(CNSNews.com) - On the day after Americans chose Donald Trump over a woman who promised to defend and "build on" Barack Obama's policies, a White House spokesman said he doesn't know what message the voters were trying to send.
"[T]he results of the election are not even 12 hours old, and I think it is far too early, at least for me, to discern exactly what message the voters were trying to send last night," Josh Earnest told reporters on Wednesday.
"There certainly is a lot of speculation about what that may have been. Most of that speculation emanates from people who predicted a very different result last night. So that's the essence of punditry -- nothing wrong with that, but it is why I think it's going to require more than 12 hours of consideration and investigation to get to the bottom of what was actually motivating so many people who cast votes at the polls yesterday."
While campaigning for Hillary Clinton, President Obama made it clear that although he was not running for re-election, his policies were at stake.
As recently as three days ago, in Kissimmee, Florida, Obama told a campaign rally, "I may not be on the ballot this time. But everything we've done's been on the ballot."
In September, Obama told the Congressional Black Caucus Foundation he would consider it “a personal insult, an insult to my legacy” if black voters failed to turn out in large numbers for Hillary Clinton. “My name may not be on the ballot, but our progress is on the ballot,” he said.
Hillary Clinton did not campaign as someone who would serve President Obama's "third term," but she did say she would "build on the successes of President Obama" and also "go beyond."
At the White House on Wednesday, a reporter asked if Obama thinks the election results were partly a rejection of him and his policies, since he and Clinton were so "closely bound together" during the campaign.
"I don't know that anybody has the direct answer to that question now," Earnest replied. He said the fact that Clinton won the popular vote "does underscore the depth of support and enthusiasm for her message and for her campaign."

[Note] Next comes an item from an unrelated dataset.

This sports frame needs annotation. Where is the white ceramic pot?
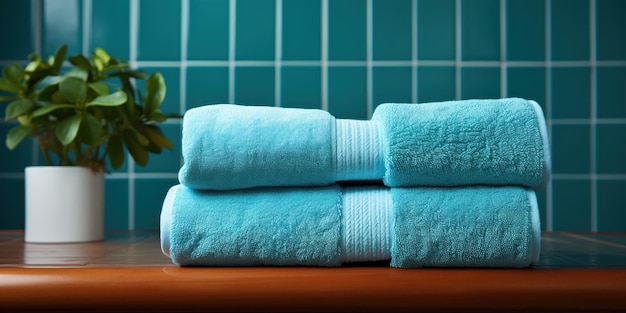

"The other thing that happens to be true is there are a lot of people, again the math requires this, who voted for Barack Obama in 2008, who voted for his reelection in 2012, and voted for Donald Trump in 2016. And I think it's -- I don't have an explanation for that, to put it bluntly.
"But I think certainly all of your networks and all of you are going to spend some time pondering that question; spending some time looking at the returns; looking at the exit polls; and maybe even spending some time in some of those communities across the country where Mr. Trump -- President-elect Trump -- enjoyed such strong support -- support that exceeded the expectations of everybody, apparently even exceeded the expectations of the Trump campaign."
Earnest noted that President Obama will remain in office until January 20, and he will continue to pursue the policies he's laid out until then. "And we're gonna be committed to doing everything we can to ensure the success of those policies between now and January 20th."
He pointed to the Affordable Care Act: "This administration is gonna continue to make a strong case that people should go to healthcare.gov, consider the options that are available to them and sign up for health care. And the vast majority of people who do will be able to purchase health insurance for $75 a month or less. That is a -- that is a policy priority that benefits the American people enormously.
Earnest said when Trump enters office, he "will have his own opportunity to set the course of health care policy in this country in a way that he sees fit. It's gonna require some cooperation with Congress, and that won't be easy. But there's a lot at stake."
Trump has promised to repeal and replace Obamacare.